Re: [PATCH v12 00/31] Speculative page faults

From: Joel Fernandes
Date: Mon Dec 14 2020 - 13:11:27 EST


On Mon, Dec 14, 2020 at 10:36:29AM +0100, Laurent Dufour wrote:
> Le 14/12/2020 à 03:03, Joel Fernandes a écrit :
> > On Tue, Jul 07, 2020 at 01:31:37PM +0800, Chinwen Chang wrote:
> > [..]
> > > > > Hi Laurent,
> > > > >
> > > > > We merged SPF v11 and some patches from v12 into our platforms. After
> > > > > several experiments, we observed SPF has obvious improvements on the
> > > > > launch time of applications, especially for those high-TLP ones,
> > > > >
> > > > > # launch time of applications(s):
> > > > >
> > > > > package version w/ SPF w/o SPF improve(%)
> > > > > ------------------------------------------------------------------
> > > > > Baidu maps 10.13.3 0.887 0.98 9.49
> > > > > Taobao 8.4.0.35 1.227 1.293 5.10
> > > > > Meituan 9.12.401 1.107 1.543 28.26
> > > > > WeChat 7.0.3 2.353 2.68 12.20
> > > > > Honor of Kings 1.43.1.6 6.63 6.713 1.24
> > > >
> > > > That's great news, thanks for reporting this!
> > > >
> > > > >
> > > > > By the way, we have verified our platforms with those patches and
> > > > > achieved the goal of mass production.
> > > >
> > > > Another good news!
> > > > For my information, what is your targeted hardware?
> > > >
> > > > Cheers,
> > > > Laurent.
> > >
> > > Hi Laurent,
> > >
> > > Our targeted hardware belongs to ARM64 multi-core series.
> >
> > Hello!
> >
> > I was trying to develop an intuition about why does SPF give improvement for
> > you on small CPU systems. This is just a high-level theory but:
> >
> > 1. Assume the improvement is because of elimination of "blocking" on
> > mmap_sem.
> > Could it be that the mmap_sem is acquired in write-mode unnecessarily in some
> > places, thus causing blocking on mmap_sem in other paths? If so, is it
> > feasible to convert such usages to acquiring them in read-mode?
>
> That's correct, and the goal of this series is to try not holding the
> mmap_sem in read mode during page fault processing.
>
> Converting mmap_sem holder from write to read mode is not so easy and that
> work as already been done in some places. If you think there are areas where
> this could be done, you're welcome to send patches fixing that.
>
> > 2. Assume the improvement is because of lesser read-side contention on
> > mmap_sem.
> > On small CPU systems, I would not expect reducing cache-line bouncing to give
> > such a dramatic improvement in performance as you are seeing.
>
> I don't think cache line bouncing reduction is the main sourcec of
> performance improvement, I would rather think this is the lower part here.
> I guess this is mainly because during loading time a lot of page fault is
> occuring and thus SPF is reducing the contention on the mmap_sem.

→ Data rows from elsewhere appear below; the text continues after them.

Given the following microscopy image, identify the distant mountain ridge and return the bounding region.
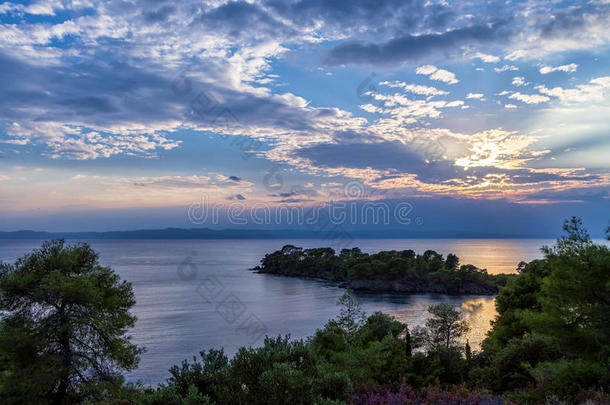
[0,228,528,240]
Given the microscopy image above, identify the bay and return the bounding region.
[0,239,554,385]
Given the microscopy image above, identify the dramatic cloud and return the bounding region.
[508,92,550,104]
[415,65,459,84]
[540,63,578,75]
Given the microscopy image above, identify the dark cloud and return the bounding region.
[192,1,294,39]
[142,6,176,23]
[326,22,506,66]
[295,141,599,185]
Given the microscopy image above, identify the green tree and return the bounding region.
[0,240,141,404]
[337,288,365,376]
[426,304,470,350]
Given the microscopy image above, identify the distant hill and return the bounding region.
[0,228,519,240]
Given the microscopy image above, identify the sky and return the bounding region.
[0,0,610,236]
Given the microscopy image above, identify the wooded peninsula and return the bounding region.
[253,245,511,295]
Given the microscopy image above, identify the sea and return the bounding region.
[0,239,554,385]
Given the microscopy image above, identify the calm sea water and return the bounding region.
[0,239,553,384]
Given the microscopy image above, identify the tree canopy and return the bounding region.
[0,240,141,404]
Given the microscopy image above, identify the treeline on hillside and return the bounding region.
[0,218,610,405]
[254,245,510,294]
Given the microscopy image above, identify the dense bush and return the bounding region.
[256,245,510,294]
[0,218,610,405]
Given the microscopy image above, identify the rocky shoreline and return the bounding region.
[251,266,498,295]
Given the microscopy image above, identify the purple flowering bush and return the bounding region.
[352,382,513,405]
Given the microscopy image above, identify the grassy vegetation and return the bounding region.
[0,218,610,405]
[255,245,511,294]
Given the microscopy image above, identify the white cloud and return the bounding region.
[512,76,529,87]
[415,65,459,84]
[415,65,438,75]
[508,92,550,104]
[379,81,449,96]
[536,76,610,104]
[540,63,578,75]
[473,52,500,63]
[494,65,519,72]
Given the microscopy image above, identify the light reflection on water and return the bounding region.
[0,239,553,384]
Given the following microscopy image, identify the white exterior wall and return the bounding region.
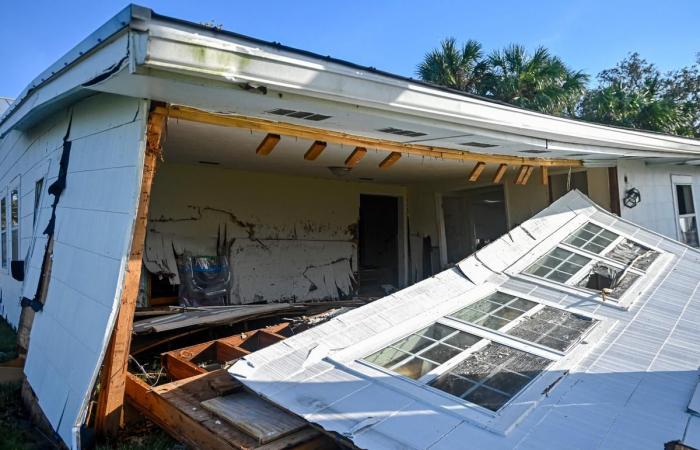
[617,160,700,243]
[0,94,148,446]
[145,163,405,304]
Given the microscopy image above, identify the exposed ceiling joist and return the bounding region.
[158,105,583,167]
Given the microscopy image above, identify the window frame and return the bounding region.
[354,287,603,418]
[506,217,668,309]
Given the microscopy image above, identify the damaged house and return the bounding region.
[0,5,700,448]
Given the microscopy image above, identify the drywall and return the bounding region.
[144,163,405,304]
[19,95,148,447]
[617,160,700,243]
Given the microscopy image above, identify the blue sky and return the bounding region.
[0,0,700,97]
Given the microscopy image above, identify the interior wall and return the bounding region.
[145,163,406,304]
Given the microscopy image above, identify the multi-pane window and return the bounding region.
[363,292,597,411]
[564,222,618,254]
[0,200,7,267]
[10,189,19,261]
[430,342,552,411]
[525,247,591,283]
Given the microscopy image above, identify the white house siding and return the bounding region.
[11,95,147,446]
[617,160,700,243]
[145,163,405,304]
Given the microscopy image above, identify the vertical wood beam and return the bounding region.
[492,164,508,184]
[379,152,401,169]
[255,133,282,156]
[345,147,367,167]
[469,162,486,182]
[304,141,326,161]
[95,105,166,434]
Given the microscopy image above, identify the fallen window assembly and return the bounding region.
[360,291,598,413]
[522,221,661,301]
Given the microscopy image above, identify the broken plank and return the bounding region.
[469,162,486,182]
[201,391,306,444]
[304,141,326,161]
[379,152,401,169]
[345,147,367,167]
[492,164,508,184]
[255,133,282,156]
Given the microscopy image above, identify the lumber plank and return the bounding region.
[468,161,486,182]
[492,164,508,184]
[255,133,282,156]
[379,152,401,169]
[345,147,367,167]
[201,390,306,444]
[156,105,583,167]
[95,106,166,434]
[304,141,327,161]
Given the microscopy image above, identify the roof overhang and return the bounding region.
[0,5,700,165]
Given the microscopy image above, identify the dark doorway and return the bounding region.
[442,186,508,264]
[358,195,399,297]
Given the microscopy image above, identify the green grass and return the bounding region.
[0,318,17,362]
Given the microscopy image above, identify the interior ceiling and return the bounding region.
[164,119,556,184]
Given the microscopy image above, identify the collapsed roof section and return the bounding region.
[230,192,700,449]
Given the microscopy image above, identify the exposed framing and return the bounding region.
[95,103,166,434]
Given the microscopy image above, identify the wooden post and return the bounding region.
[95,103,166,434]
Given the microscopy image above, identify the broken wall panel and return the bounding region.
[149,162,405,304]
[23,95,147,446]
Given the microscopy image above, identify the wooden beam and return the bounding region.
[492,164,508,184]
[95,105,166,434]
[255,133,282,156]
[304,141,326,161]
[157,105,583,167]
[379,152,401,169]
[345,147,367,167]
[469,162,486,181]
[521,166,535,185]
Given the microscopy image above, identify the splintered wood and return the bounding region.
[201,391,306,444]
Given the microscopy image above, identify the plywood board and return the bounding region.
[201,391,306,444]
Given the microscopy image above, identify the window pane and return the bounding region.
[676,184,695,215]
[506,306,595,352]
[431,342,551,411]
[449,292,537,330]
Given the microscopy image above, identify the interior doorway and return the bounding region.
[442,186,508,264]
[358,194,399,296]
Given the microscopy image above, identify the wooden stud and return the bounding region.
[95,106,166,434]
[492,164,508,184]
[156,105,583,167]
[255,133,281,156]
[304,141,326,161]
[521,166,535,185]
[379,152,401,169]
[345,147,367,167]
[469,162,486,181]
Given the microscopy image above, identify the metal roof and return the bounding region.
[230,192,700,449]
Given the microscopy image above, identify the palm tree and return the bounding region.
[484,45,588,115]
[417,38,485,94]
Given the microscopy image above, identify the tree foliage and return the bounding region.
[418,38,700,137]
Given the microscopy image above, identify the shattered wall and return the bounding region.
[144,163,405,304]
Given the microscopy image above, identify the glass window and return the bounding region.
[10,189,19,261]
[0,197,7,267]
[506,306,595,352]
[525,247,591,283]
[364,323,481,380]
[430,342,551,411]
[32,178,44,225]
[450,292,537,330]
[564,223,618,254]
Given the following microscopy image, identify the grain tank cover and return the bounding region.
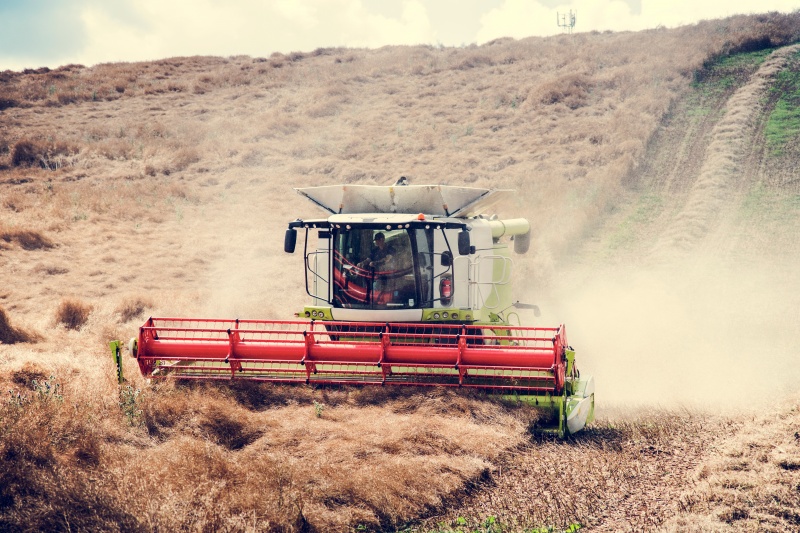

Thanks for the reply. I think I also wrongly assumed that acquiring mmap
rwsem in write mode in a syscall makes SPF moot. Peter explained to me on IRC
that tere's still perf improvement in write mode if an unrelated VMA is
modified while another VMA is faulting. CMIIW - not an mm expert by any
stretch.

Thanks!

- Joel